Com Dilma Rousseff, a dinâmica é oposta. Primeiro porque a petista domina todas as reuniões; costuma falar mais que seus funcionários.

Nos encontros, ganha mais quem concorda com a chefe. As disputas entre ministros e técnicos são constantes, como antes, mas irritam a presidente quando se tornam públicas. Guerrilheira na juventude, Dilma trouxe muito dos costumes de seu tempo para o ritmo do governo.

Detesta, em letras garrafais, o vazamento de dados ou de bastidores dos encontros de seu governo. E manda apurar para saber a identidade do "traidor".

O gesto é até compreensível. No regime militar, vazar uma informação significava, muitas vezes, ver um companheiro desaparecido, capturado, torturado e, até, morto. Por isso Dilma Rousseff não tolera a prática, ainda que de consequência infinitamente menos drástica nos dias de hoje.

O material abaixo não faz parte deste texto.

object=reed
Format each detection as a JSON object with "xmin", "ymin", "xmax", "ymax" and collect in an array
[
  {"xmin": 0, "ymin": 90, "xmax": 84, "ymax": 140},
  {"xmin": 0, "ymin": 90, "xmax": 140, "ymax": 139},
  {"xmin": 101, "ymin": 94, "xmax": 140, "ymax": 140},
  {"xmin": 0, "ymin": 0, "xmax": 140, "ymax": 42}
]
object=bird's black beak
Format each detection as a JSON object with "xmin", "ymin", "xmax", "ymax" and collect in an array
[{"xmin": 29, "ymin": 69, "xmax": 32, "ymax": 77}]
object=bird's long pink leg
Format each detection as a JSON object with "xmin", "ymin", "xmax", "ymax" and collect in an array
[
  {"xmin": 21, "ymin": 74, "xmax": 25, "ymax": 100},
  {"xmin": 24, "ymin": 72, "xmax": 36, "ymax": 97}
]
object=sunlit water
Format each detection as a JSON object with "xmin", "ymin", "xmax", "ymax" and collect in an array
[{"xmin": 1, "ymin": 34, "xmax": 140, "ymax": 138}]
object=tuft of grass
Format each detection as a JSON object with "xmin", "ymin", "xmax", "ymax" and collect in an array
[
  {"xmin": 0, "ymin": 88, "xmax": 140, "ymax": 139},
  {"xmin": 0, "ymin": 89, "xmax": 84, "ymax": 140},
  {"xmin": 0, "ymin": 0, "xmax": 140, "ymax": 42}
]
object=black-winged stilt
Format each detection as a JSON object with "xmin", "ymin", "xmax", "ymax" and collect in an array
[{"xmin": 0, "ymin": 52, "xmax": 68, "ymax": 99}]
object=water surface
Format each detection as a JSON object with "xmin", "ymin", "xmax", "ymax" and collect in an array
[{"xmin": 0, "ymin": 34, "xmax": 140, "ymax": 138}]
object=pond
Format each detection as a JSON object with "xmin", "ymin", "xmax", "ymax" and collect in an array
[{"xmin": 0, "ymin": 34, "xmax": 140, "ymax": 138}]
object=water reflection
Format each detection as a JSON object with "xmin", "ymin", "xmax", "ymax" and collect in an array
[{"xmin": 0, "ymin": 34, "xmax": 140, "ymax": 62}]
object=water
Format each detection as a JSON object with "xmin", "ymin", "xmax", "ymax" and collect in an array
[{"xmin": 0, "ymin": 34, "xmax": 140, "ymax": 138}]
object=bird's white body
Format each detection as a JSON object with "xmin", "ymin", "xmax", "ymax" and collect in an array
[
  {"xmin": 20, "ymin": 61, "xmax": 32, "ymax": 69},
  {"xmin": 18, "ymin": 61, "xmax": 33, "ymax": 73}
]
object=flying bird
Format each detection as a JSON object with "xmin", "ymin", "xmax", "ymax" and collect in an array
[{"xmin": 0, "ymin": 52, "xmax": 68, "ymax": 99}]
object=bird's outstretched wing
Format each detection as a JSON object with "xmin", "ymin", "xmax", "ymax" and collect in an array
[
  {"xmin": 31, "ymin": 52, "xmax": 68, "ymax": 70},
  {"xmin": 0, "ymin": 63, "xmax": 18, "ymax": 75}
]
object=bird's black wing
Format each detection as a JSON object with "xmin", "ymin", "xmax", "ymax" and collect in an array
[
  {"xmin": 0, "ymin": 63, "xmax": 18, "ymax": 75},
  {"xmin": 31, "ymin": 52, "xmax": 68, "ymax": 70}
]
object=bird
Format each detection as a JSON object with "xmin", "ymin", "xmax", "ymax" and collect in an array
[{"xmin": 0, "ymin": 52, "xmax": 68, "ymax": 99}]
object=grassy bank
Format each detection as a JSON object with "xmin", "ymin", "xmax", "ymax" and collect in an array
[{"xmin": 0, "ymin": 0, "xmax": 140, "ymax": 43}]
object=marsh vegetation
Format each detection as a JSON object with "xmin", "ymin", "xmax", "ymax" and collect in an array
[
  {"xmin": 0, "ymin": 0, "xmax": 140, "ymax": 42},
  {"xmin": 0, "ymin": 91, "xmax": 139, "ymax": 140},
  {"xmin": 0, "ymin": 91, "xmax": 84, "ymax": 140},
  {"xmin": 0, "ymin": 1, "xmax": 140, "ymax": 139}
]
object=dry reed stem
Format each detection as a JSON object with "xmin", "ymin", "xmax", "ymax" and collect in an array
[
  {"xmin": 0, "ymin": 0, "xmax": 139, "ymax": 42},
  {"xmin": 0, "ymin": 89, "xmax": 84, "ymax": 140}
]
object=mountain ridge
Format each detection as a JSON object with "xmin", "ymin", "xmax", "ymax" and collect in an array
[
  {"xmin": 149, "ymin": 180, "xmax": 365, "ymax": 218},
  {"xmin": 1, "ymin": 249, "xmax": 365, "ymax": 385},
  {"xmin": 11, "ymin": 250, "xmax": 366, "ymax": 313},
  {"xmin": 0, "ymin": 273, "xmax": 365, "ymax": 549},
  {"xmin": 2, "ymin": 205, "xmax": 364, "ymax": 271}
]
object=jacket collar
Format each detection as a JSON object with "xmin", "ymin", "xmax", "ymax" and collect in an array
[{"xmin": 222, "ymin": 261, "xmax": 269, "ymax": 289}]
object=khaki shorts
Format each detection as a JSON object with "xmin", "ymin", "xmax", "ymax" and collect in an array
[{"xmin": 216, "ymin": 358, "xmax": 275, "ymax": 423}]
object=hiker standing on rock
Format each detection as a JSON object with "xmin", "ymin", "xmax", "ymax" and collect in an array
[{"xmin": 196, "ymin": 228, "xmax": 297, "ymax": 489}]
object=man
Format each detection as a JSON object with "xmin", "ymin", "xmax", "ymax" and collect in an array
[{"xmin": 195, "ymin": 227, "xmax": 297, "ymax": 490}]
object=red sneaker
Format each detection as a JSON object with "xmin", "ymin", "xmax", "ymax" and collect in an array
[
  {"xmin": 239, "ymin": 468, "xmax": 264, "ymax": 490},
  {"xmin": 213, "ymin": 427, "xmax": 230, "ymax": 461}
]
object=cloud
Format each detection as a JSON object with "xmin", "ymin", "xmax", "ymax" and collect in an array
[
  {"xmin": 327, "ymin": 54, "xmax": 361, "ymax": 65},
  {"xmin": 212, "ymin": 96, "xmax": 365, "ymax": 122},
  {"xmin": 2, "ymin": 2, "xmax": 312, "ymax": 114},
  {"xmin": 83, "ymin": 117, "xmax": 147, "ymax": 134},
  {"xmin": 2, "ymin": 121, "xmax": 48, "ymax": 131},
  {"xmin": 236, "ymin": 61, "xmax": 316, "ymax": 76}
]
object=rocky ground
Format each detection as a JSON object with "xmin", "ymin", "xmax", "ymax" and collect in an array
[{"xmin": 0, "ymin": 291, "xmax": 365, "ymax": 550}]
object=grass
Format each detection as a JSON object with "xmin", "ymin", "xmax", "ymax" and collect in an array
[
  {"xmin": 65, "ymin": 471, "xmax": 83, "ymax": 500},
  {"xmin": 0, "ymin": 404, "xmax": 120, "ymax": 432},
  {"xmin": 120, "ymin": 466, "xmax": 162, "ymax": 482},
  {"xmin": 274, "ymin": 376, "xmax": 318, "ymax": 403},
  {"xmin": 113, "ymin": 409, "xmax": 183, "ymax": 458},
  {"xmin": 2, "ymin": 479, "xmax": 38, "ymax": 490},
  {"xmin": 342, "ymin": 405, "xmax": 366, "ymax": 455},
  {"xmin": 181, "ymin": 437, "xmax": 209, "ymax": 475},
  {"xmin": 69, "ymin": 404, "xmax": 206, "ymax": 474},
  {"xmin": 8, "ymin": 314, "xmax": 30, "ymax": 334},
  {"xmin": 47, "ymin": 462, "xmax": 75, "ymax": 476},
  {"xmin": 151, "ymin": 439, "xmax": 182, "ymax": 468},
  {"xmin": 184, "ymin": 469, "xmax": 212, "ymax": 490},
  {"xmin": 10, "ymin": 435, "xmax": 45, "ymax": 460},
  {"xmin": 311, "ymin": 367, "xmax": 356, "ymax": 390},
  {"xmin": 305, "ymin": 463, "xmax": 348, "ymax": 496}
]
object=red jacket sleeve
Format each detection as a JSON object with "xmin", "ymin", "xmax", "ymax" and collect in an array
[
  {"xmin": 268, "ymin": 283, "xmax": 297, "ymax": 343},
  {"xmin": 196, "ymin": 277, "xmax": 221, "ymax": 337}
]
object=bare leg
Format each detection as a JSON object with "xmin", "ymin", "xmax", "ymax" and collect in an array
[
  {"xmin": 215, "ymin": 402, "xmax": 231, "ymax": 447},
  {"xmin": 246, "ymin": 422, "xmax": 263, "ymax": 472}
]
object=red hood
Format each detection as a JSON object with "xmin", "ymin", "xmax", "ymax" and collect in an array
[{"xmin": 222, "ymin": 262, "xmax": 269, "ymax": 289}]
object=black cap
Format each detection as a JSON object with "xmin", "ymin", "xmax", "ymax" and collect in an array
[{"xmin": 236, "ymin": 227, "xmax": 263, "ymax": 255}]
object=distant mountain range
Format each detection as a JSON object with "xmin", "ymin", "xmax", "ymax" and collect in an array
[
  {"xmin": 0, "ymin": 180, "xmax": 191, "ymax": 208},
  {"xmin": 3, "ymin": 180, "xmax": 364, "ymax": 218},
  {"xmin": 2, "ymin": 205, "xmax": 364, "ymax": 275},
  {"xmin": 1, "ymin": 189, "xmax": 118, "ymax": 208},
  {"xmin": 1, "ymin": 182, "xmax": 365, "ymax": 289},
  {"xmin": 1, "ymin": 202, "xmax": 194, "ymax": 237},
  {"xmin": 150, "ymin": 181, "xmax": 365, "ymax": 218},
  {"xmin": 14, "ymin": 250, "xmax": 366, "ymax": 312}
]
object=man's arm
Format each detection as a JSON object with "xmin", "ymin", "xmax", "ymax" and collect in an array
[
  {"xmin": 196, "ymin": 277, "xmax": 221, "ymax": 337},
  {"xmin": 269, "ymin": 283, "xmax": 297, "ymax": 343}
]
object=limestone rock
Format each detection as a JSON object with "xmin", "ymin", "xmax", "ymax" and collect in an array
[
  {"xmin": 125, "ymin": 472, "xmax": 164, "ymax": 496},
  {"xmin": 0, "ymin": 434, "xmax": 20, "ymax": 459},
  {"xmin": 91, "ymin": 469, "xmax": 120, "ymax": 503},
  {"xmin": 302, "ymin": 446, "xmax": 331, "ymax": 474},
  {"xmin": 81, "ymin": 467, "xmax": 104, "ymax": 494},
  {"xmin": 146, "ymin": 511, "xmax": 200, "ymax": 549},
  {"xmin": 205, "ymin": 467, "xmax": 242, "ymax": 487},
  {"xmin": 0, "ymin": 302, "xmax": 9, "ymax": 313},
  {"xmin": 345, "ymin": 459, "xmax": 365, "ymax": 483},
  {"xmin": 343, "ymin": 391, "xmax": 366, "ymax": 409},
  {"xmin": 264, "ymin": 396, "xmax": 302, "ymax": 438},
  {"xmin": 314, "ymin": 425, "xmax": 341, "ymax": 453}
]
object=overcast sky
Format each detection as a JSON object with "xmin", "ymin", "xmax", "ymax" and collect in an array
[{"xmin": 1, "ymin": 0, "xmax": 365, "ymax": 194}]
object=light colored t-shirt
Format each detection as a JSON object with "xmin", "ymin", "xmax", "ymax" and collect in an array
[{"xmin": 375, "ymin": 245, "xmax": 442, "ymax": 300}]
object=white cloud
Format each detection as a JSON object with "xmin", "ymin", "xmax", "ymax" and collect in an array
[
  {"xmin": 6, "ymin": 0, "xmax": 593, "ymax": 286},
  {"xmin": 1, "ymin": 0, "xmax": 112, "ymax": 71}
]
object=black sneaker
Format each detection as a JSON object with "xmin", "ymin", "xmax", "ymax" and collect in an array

Para evitar que conteúdos sigilosos circulem por aí, a petista costuma contar aos subordinados informações parciais. Quem sabe A, não sabe B. E, assim, ninguém controla, além dela e outros poucos, a totalidade da informação.

O estilo gera um clima de desconfiança constante. Assim como abre brechas para acusações de um colega ao outro para agradar a quem manda no governo. As decisões são mais solitárias, e todas dependem do aval da chefe.

Quando dá broncas, e não são poucas, Dilma raramente pede desculpas. Prefere fingir que nada ocorreu. Como afago, costuma convidar o assessor para uma viagem oficial ou chamá-lo para alguma reunião técnica como sinal de carinho.

Lula e Dilma são resultados de sua época. Seus governos também.